I have a maze as shown above(use the link) and state 3 contains prize while state 7 contains shock. a mouse can be placed in any state from 1 to 9 randomly and it move through the maze uniformly at random
Pi denote the probability that mouse reaches state 3 before state 7, given that AIM started in compartment i.
how to compute Pi for ∈ {1,2,3,4,5,6,7,8,9}.
Intuitively, it seems that the probabilities of landing on either square would be even, as long as the starting point is random.
+---+---+---+
| 1 | 2 | 3 |
+---+---+---+
| 4 | 5 | 6 |
+---+---+---+
| 7 | 8 | 9 |
+---+---+---+
If the mouse starts in position 3 or 7, the game is over.
If the mouse starts in position 1, there is a 1/3 chance of it ending up in position 2, 5 or 4, and so on.
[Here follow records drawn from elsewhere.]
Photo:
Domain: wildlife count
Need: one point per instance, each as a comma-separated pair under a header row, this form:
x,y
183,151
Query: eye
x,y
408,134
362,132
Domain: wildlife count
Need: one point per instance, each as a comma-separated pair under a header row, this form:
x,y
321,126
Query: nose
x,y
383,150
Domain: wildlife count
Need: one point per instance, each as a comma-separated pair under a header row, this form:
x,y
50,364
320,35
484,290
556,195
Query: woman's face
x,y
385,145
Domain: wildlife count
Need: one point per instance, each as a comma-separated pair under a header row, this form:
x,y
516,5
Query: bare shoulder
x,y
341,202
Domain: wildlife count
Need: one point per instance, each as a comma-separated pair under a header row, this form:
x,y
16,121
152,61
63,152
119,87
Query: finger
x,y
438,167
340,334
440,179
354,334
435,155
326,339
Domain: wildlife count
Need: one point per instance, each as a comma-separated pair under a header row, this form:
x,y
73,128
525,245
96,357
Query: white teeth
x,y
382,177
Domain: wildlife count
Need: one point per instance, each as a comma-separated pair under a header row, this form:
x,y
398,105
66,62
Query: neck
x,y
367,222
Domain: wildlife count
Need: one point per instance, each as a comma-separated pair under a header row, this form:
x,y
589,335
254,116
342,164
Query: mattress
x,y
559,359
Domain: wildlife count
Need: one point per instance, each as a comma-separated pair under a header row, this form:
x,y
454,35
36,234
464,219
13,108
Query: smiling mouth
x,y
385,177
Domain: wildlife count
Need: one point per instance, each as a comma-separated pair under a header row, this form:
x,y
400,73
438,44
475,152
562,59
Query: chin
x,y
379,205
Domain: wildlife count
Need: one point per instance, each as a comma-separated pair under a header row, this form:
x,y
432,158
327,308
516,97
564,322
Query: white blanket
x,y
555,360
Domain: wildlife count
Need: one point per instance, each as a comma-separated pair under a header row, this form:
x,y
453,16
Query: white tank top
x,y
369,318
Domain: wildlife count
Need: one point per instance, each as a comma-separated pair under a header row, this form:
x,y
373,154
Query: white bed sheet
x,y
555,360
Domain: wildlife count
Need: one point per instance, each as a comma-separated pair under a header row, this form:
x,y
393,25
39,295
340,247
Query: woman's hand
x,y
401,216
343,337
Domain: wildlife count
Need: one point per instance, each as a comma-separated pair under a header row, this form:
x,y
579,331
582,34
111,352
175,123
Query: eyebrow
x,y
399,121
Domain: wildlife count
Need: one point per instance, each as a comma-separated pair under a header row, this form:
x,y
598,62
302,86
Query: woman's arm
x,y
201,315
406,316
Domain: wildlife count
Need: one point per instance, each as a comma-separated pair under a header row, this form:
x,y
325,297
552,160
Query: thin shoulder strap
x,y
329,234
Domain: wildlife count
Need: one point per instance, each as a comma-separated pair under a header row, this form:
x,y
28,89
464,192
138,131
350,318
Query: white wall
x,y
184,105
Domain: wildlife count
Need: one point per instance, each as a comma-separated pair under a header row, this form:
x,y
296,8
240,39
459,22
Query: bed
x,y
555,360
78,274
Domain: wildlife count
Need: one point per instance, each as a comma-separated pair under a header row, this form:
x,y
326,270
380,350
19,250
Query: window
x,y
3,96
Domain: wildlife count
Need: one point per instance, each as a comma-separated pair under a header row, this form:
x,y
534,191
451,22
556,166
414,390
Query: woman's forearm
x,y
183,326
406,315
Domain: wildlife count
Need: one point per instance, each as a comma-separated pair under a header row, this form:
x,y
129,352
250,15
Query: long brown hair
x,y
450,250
IF we start with each cell containing a 1/9 probability, we can compute the frequency distribution for the next generation by multiplying the current value by the probability of a mouse moving in from another location. For example, in the second generation. Cell 1 will have 1/5 of the mice from cell 2 + 1/5 of the mice from cell 4 and 1/8 the mice from cell 5. So, the next generation of cell 1 is (1/9)(1/5)+(1/9)(1/5)+(1/9)(1/8), or 21/360, or 0.0583. We can then compute the probabilities for all the remaining cells.
Here are the first five generations in a terribly formatted table
1 2 3 4 5
1 0.111 0.058 0.059 0.046 0.039
2 0.111 0.095 0.078 0.065 0.054
3 0.111 0.169 0.228 0.274 0.312
4 0.111 0.095 0.078 0.065 0.054
5 0.111 0.163 0.115 0.101 0.082
6 0.111 0.095 0.078 0.065 0.054
7 0.111 0.169 0.228 0.274 0.312
8 0.111 0.095 0.078 0.065 0.054
9 0.111 0.058 0.059 0.046 0.039
Let Px be the probability that the game ends in position 3 if it starts in position x.
We know that P3=1 and P7=0
If you start in any other cell, then after you move you are essentially beginning the game again in the new cell. The probabilities for the other 7 cells can therefore be calculated from the probabilities for their neighbors that they can move to:
P5 = P2/4 + P4/4 + P6/4 + P8/4
P2 = P1/3 + P5/3 + P3/3
P1 = P2/2 + P4/2
... etc.
For each cell you have a linear equation -- 9 equations for 9 cells. Use Gaussian elimination or similar technique to solve the system of equations for the 9 probabilities.